- The Washington Times - Thursday, June 1, 2006

SACRAMENTO, Calif. (AP) — Gov. Arnold Schwarzenegger agreed yesterday to send the California National Guard to the Mexican border, ending a 17-day standoff with the Bush administration, a Schwarzenegger spokesman said.

The two sides had been at odds over whether California guardsmen would join the effort to bolster the Border Patrol and who would pay for it.

They reached an agreement under which California will contribute about 1,000 guardsmen for border duty and the federal government will pick up the full cost, said Adam Mendelsohn, a spokesman for Mr. Schwarzenegger.

However, in a separate act that was not part of the agreement with the federal government, Mr. Schwarzenegger will sign an executive order that ends the California National Guard’s participation on Dec. 31, 2008, state officials said.

“This allows us to participate in the plan to secure the nation’s border while also addressing the concerns the governor had raised,” Mr. Mendelsohn said.

Mr. Schwarzenegger intends for the mission to be carried out mostly by troops who volunteer for six- to 12-month assignments. The Bush plan called for sending guardsmen on border duty instead of their annual two- and three-week training exercises.

President Bush has proposed sending a total of 6,000 National Guardsmen to the U.S. border with Mexico. The overall cost of the multiyear deployment has been put at more than $1 billion.

In California, National Guard officials have said the mobilization could begin immediately after Mr. Schwarzenegger signs the document.

A planning force could reach the border within days, but substantial troop deployments would not happen until mid-July, Guard officials said Wednesday in testimony before the state Senate. The first troops in Arizona were scheduled to reach the border yesterday.

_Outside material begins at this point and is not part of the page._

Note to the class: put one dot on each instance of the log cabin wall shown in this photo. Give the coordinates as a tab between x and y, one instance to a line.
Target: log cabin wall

The agreement Mr. Schwarzenegger will sign is a memorandum of understanding between the federal government and the governors of the four Southern border states. It serves as a federal promise to repay the cost of the deployment, although Congress has not appropriated the money.

It also establishes rules of engagement prohibiting guardsmen from handling detainees, but allowing them to carry guns. The rules are similar to those the California National Guard follows when deploying to a riot, officials said.

The document also contains a provision allowing the border governors to decline to participate in any part of the mission they deem inappropriate.

Mr. Schwarzenegger’s decision ended an awkward period for the Republican governor. He held out longer than Democratic governors in Arizona and New Mexico before saying he would send troops.

He also risked alienating voters in a state that has backed tough approaches on immigration, although his reluctance to send troops had been seen as popular among Hispanics.